Dalla repubblica dominicana, dalla località turistica di Boca Chica, Bardellino strutturò la sua rete internazionale di narcotraffico dal Venezuela e dalla Colombia con Umberto Ammaturo e Mario Iovine, con i quali condivise la latitanza e gli affari, insieme a Tommaso Buscetta, grazie anche alle protezioni garantitegli dall'amiciza con un presidente della repubblica caraibica.



Il traffico sistemico di grossi quantitativi di cocaina e, di conseguenza, valuta per i centri finanziari offshore, non è cosa da niente, richiede coperture a livello internazionale, è roba per superboss, da élite delle mafie internazionali, solo per quelli che possono permettersi di pagare le costosissime e pregiate consulenze di professionisti formatisi nelle migliori università del mondo. I private banker che lavorano per le multinazionali e che fanno il lavoro sporco per i centri finanziari onshore, a New York, Londra e Zurigo, dove vengono decise le operazioni delle multinazionali della finanza, dove vanno a riposarsi i capitali che sopravvivono nelle ondate speculative, perchè nei paradisi fiscali ci sono solo le scatole vuote, i caveau vuoti, quella dei soldi è terra di nessuno.

Per un narcotrafficante o per un boss mafioso, essere catturati a Santo Domingo, come è capitato a Ciro Mazzarella (foto a destra), arrestato nel febbraio del 2009, uno dei più importanti boss della camorra napoletana alleata ai "casalesi"; oppure Saverio Loconsolo, affiliato al clan Cassotta di Melfi e Giuseppe Pesce, di Misterbianco (CT), arrestati nel 2010; significa il capolinea di una carriera criminale conclusasi ai vertici internazionali. 

Il 30% del denaro riciclato nei paradisi fiscali appartiene alle mafie, e lo sanno anche i mafiosi che proprio i capitali più puzzolenti sono più facili da colpire, perciò vanno investiti subito in finanza, in bit, e, una volta ripuliti, trasferiti nelle imprese, dove si trasformano in appalti, lavoro, voti, potere...
Ma il refugium peccatorum dominicano ospita anche pesci più grossi. Nel marzo 2009, dopo aver patteggiato una condanna a tre anni di reclusione, è toccato a Luciano Gaucci, il patron del Perugia, tornare da una latitanza dorata che durava dal 2005. Condannato per bancarotta fraudolenta, Gaucci ha poi beneficiato dell'indulto.

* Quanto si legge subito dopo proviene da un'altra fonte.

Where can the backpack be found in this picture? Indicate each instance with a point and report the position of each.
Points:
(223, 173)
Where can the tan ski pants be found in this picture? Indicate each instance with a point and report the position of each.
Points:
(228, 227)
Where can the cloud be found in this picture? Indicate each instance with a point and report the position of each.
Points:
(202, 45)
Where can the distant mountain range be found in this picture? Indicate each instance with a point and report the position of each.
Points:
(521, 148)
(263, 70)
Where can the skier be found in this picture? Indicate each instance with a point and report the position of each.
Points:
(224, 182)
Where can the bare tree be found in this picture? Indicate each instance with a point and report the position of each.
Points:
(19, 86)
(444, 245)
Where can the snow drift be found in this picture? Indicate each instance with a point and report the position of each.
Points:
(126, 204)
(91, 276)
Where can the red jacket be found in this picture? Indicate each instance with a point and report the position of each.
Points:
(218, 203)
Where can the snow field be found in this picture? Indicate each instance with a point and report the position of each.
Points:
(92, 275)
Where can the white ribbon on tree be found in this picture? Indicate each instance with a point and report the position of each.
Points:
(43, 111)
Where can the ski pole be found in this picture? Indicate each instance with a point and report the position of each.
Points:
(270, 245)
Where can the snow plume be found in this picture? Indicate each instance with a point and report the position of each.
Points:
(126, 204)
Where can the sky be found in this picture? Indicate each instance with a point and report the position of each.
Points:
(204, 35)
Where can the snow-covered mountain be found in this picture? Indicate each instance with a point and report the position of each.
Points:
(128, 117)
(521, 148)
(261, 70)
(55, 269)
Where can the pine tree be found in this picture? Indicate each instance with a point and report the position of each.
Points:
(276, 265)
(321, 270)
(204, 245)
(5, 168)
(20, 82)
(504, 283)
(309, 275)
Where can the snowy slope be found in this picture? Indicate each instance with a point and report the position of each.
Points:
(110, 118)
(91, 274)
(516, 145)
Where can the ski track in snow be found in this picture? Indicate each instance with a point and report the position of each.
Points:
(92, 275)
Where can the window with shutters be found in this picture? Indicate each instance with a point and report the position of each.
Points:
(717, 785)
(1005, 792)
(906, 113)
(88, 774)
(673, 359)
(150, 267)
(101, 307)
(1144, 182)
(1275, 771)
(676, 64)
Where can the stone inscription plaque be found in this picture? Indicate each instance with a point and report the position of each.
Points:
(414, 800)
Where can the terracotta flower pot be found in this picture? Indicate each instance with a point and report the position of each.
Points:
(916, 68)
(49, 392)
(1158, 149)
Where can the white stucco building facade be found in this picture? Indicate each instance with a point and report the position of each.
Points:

Sono passate per Santo Domingo, dove ha sede la Parmalat dominicana, gestita da Giuseppe Tanzi, nipote di Calisto Tanzi, nella fantomatica società Garner Sa, alcune delle operazioni di maquillage finanziario con le quali venivano falsificati i crediti del gruppo Bonlat, società madre della finanza creativa della Parmalat, che aveva base nella vicina Cayman. Grazie al drenaggio dei capitali nella Bonlat è stato possibile nascondere per anni l'entità del buco che ha fatto sparire nel nulla 20 milardi di dollari ai risparmiatori.
Non c'entrerà nulla ma, come fare a non ricordare nemmeno per un attimo che, negli anni in cui la Parmalat affogava nei debiti, i prodotti Eurolat S.p.A. (società venduta dalla Cirio alla Parmalat) erano gli unici disponibili sugli scaffali di tutti i supermarket della provincia di Caserta?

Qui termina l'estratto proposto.